Wildcat spotting delays Augusta’s permit at Rosemont

An ocelot in Texas, similar to the one spotted in Arizona's Santa Rita Mountains near Augusta Resource's Rosemont copper project. Photo by Eric Kilby.An ocelot in Texas, similar to the one spotted in Arizona's Santa Rita Mountains near Augusta Resource's Rosemont copper project. Photo by Eric Kilby.

A recent sighting of an ocelot wildcat near Augusta Resource’s (TSX: AZC; NYSE-MKT: AZC) Rosemont copper project near Tucson, Ariz., has triggered U.S. environmental authorities to believe further consultation is needed before the company can receive its record of decision (ROD), one of the two major permits remaining before it can start construction. 

On May 22, Augusta reported that the U.S. Fish and Wildlife Service (USFWS) sent a letter to the U.S. Forest Service (USFS) listing the reasons it should restart the consultation on Augusta’s flagship project, which included the ocelot spotting. 

A remote camera operated by the University of Arizona recently photographed a lone male ocelot in the Santa Rita Mountains near the Rosemont project, Laurentian Bank analyst Chris Chang writes in a note. He says that the USFWS assumes the possible presence of ocelots, and would restart consultation if any ocelots are sighted. 

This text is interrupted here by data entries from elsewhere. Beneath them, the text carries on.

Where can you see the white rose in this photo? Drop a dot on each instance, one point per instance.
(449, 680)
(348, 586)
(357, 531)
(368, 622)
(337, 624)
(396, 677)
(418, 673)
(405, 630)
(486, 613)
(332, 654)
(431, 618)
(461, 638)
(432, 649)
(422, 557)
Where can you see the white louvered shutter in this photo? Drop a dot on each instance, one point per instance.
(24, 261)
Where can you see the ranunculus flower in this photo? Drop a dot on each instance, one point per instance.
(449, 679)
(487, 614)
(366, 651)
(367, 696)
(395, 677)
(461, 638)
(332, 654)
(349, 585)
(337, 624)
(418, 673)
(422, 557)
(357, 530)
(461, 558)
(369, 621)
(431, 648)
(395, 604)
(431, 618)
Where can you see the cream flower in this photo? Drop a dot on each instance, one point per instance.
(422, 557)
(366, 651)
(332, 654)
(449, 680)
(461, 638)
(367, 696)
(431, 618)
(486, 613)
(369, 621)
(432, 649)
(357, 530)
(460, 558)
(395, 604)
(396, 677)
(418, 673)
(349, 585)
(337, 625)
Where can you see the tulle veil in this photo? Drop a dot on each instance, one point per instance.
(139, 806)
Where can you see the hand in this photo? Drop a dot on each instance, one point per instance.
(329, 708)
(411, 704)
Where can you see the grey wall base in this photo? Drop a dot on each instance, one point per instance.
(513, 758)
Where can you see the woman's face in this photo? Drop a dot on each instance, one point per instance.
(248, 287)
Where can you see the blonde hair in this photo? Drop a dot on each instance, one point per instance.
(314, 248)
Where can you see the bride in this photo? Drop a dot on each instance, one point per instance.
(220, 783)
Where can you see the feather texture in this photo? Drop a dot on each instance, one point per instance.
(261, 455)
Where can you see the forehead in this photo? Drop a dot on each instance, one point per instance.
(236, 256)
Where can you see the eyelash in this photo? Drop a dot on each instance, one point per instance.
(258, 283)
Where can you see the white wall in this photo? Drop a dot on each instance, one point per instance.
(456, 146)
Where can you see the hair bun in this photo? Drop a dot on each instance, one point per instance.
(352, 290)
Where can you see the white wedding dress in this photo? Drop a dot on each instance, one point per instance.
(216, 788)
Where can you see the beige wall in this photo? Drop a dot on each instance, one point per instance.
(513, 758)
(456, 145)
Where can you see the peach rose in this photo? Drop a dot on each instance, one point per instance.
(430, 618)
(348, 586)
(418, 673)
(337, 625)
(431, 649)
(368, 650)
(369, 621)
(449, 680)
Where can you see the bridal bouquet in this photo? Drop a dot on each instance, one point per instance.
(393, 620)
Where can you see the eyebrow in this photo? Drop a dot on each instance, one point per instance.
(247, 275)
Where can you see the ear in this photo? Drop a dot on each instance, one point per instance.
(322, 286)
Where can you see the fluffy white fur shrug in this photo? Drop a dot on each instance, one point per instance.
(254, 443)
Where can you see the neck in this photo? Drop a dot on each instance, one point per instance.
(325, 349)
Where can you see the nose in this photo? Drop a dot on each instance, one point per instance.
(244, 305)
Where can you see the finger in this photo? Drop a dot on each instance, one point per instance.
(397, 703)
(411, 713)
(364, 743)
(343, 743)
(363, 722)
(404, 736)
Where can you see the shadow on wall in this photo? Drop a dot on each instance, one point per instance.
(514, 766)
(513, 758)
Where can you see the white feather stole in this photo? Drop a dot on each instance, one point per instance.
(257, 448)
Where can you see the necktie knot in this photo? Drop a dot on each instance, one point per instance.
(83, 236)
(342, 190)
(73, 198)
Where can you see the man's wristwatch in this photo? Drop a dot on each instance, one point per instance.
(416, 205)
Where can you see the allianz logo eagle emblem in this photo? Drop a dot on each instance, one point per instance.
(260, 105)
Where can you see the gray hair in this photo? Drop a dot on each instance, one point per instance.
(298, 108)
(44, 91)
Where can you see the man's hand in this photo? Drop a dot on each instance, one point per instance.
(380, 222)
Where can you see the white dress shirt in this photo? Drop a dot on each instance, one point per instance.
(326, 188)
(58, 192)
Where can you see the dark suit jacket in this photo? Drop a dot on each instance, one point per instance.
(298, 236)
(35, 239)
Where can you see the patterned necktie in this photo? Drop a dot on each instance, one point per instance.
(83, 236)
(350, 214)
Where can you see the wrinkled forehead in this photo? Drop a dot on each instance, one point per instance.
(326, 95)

Chang says the agency suggested that more work is also required on the effects of groundwater drawdown on aquatic and riparian species near the project, and has identified the northern Mexican garter snake and yellow-billed cuckoo as species that may be impacted by Rosemont. 

On May 23 the USFS requested that USFWS re-initiate its environmental analysis on Rosemont. 

Augusta believes it would receive the ROD in the third quarter of 2014 instead of in the second quarter, marking another delay in its permitting efforts, which started in 2007. 

The time frame for consultation under the Endangered Species Act is 135 days. But given that consultation and much of the analysis has already been completed in the current biological opinion, Augusta reckons the process could end sooner. 

“Although this delay is unfortunate, we recognize the need to have a robust and comprehensive decision document that includes all the required analysis. Further, the USFS has committed to dedicating the appropriate resources to this analysis and ensure that the work is done expeditiously,” the company’s CEO Gil Clausen said in a statement.   

The USFS, which prepared Rosemont’s final environmental impact statement, said it would publish a definitive ROD schedule by June. 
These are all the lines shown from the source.